I prefer B. What do you think?

Comments
  • 3
    How many identificators do you have? Only one I guess? What other referencing fields could you use in the future to refer to a particular, unique object?
  • 4
    I think I'd try to do it more verbose and more straight forward: "referenced_id": <id>. Later on you might have a need to add the whole object as `referenced`, so to prevent names' clash I'd go with as strict naming as possible.

    Unless your idea behind "referenced": {"id":<id>} was exactly that... Reusing the very same closure for either ID or the whole structure. But then again, with this ambiguity you'll get lost in checks' hell. How will you know whether you have sent out only ID? How would you differentiate btwn a response w/ only ID and a response w/ the full object that only has ID value and other fields are null? Unmarshaller will map them identicaly. As a result you'll have to make additional API calls to fetch the same structure by the ID and for what? Just to get the same structure with all null values but the ID.
  • 1
    A is a more "classic" approach.
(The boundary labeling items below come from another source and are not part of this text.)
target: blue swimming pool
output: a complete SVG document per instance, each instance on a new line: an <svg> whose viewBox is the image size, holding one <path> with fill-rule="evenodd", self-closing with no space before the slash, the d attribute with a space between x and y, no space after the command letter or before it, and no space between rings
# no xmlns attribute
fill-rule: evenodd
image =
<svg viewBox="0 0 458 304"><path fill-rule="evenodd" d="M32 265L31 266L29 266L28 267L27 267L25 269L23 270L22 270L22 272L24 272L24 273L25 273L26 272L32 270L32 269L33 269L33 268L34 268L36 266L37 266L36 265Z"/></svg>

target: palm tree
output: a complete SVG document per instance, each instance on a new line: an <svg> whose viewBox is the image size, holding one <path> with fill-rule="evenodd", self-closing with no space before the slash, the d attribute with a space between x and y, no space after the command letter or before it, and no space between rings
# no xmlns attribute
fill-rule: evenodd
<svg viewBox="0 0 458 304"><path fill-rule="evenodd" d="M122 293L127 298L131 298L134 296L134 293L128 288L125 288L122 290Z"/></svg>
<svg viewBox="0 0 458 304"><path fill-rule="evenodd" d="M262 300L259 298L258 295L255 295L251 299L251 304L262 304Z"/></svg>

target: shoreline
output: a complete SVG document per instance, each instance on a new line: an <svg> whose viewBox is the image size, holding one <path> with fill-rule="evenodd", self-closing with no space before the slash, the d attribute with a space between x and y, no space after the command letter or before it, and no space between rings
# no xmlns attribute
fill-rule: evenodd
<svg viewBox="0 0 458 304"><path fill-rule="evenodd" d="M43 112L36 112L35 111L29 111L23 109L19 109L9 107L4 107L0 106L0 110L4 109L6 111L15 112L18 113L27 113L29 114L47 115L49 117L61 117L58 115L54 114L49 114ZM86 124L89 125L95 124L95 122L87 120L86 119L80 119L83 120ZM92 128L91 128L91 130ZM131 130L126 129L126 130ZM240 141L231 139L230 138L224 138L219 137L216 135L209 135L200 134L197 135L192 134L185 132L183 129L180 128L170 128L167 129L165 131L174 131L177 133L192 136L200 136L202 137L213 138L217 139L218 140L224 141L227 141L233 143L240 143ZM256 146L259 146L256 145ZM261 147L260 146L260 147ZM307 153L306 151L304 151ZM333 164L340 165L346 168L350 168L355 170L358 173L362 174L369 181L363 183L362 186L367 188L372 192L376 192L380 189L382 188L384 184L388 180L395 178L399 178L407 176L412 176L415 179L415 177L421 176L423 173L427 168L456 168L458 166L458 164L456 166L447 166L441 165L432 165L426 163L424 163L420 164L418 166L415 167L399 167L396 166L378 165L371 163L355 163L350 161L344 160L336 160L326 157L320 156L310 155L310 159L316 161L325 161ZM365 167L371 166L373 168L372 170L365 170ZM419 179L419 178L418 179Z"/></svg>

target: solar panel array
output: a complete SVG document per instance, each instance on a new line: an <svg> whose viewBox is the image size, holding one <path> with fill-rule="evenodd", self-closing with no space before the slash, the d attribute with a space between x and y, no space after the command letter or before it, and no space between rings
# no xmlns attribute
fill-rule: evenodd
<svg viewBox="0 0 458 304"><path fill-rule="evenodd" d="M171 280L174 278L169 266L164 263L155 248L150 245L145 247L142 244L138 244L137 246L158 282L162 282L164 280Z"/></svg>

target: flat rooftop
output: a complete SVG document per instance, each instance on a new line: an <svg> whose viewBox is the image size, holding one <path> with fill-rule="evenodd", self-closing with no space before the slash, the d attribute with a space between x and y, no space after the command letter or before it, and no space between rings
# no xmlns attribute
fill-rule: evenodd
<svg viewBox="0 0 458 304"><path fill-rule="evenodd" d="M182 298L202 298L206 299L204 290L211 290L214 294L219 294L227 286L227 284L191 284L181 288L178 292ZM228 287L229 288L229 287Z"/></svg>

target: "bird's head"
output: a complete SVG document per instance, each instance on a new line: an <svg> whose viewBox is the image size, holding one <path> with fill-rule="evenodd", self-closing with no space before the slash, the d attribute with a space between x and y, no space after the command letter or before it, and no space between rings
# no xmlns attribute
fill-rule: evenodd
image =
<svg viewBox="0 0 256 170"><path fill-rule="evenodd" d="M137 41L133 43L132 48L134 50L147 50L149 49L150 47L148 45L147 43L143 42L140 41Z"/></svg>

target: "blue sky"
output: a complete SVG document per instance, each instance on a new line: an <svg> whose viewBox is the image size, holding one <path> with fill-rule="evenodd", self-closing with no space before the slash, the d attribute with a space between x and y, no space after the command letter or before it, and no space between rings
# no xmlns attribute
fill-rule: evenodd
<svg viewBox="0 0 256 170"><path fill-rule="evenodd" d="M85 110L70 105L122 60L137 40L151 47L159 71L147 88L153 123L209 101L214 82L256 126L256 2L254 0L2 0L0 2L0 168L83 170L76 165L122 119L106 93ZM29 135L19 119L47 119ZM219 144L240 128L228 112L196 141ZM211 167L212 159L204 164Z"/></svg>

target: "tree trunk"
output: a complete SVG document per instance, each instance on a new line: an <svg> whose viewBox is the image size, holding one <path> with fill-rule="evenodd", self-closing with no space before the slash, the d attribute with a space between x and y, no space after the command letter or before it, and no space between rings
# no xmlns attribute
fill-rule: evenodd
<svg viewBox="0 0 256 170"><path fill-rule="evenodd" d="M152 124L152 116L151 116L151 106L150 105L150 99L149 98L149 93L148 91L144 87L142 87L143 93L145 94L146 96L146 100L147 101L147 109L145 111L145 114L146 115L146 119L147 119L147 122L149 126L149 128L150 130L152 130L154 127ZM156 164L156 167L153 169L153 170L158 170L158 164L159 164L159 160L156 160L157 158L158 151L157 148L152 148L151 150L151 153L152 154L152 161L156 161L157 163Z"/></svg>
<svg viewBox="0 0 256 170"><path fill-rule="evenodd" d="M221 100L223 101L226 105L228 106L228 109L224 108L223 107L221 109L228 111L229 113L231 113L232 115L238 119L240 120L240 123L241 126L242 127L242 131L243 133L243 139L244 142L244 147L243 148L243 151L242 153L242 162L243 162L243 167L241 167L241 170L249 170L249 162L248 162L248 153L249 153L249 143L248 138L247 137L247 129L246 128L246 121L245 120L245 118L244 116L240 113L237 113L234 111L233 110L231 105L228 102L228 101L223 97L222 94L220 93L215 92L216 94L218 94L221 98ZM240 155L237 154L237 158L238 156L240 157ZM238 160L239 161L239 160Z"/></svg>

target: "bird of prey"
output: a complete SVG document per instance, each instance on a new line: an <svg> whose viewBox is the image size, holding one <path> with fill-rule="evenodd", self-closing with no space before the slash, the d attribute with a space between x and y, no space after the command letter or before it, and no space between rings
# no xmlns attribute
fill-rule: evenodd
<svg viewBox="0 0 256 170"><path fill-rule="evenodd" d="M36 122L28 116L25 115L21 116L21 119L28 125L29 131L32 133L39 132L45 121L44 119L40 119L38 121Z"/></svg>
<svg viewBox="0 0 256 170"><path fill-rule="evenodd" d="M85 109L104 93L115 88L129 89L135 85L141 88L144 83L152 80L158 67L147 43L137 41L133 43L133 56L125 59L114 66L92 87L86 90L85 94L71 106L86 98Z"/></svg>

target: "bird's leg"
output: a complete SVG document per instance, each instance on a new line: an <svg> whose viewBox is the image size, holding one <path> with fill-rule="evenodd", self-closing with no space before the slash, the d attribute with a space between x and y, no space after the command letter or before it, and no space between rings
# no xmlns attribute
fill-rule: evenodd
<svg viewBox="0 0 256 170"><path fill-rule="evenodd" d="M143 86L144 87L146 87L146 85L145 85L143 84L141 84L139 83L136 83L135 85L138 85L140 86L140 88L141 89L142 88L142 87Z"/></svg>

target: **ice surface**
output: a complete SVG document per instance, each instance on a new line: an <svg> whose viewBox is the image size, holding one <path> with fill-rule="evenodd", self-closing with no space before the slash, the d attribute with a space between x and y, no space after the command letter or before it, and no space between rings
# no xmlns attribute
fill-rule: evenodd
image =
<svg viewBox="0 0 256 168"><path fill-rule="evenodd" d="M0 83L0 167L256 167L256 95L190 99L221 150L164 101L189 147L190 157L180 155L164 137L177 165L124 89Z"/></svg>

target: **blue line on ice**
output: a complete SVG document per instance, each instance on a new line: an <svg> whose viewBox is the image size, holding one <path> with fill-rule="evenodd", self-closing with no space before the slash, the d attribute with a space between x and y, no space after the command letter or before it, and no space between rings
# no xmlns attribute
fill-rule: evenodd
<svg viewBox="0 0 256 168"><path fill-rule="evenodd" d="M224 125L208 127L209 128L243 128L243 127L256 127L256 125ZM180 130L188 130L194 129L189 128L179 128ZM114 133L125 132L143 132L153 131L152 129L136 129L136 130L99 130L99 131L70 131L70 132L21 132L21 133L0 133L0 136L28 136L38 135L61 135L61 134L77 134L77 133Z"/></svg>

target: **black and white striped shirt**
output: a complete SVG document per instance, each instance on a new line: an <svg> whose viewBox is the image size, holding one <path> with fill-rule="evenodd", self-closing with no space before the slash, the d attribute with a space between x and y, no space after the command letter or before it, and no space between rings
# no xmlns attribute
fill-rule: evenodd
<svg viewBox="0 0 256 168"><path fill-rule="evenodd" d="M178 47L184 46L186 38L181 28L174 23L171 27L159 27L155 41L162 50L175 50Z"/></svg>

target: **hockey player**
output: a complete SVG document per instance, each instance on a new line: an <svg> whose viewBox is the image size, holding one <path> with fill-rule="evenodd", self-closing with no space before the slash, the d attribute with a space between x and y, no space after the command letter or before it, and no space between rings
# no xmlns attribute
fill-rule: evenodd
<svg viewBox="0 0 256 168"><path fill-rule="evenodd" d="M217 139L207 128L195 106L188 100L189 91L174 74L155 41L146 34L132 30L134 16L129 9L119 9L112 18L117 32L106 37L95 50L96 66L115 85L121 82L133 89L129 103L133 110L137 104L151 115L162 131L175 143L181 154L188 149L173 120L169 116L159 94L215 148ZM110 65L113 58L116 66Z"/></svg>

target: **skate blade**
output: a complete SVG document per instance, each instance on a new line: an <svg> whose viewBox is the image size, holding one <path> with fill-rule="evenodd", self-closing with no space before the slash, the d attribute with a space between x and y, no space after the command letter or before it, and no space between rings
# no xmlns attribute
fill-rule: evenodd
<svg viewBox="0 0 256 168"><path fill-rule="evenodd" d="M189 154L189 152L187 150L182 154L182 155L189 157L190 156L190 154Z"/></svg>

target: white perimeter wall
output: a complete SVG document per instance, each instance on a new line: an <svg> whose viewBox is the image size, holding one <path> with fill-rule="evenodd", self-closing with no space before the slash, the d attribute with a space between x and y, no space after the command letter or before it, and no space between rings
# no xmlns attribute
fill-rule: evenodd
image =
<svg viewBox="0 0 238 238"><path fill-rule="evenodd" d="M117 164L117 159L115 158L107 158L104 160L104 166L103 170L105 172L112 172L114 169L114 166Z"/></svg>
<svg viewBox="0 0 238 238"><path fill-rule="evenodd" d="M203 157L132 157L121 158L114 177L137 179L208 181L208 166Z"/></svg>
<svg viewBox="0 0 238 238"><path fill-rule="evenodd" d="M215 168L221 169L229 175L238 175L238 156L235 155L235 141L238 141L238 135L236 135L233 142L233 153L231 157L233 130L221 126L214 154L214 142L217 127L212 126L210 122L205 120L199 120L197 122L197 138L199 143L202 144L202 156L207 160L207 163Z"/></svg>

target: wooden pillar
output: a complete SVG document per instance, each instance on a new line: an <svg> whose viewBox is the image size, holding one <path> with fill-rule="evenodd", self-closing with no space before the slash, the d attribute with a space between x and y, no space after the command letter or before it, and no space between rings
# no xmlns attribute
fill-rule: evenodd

It's how the data would look if you were getting it from a SQL database.

    B is probably better if you intend to stick the entire contents of your referenced object into that reference, because "referenced" is always an object instead of sometimes being an ID and sometimes being an object.

    If it is strictly for reference, and the referenced object isn't going to be expanded inside the referencing object, I prefer A, but I can see the appeal of B.
  • 0
    @netikras well, the meaning of the response is completely defined. So you know if what you are getting is a reference to an object or the whole object.

    The point behind that is that later on you can also provide info about the relation itself.

    However I can see your point here that redundant data can lead to confusion. I didn't think about it.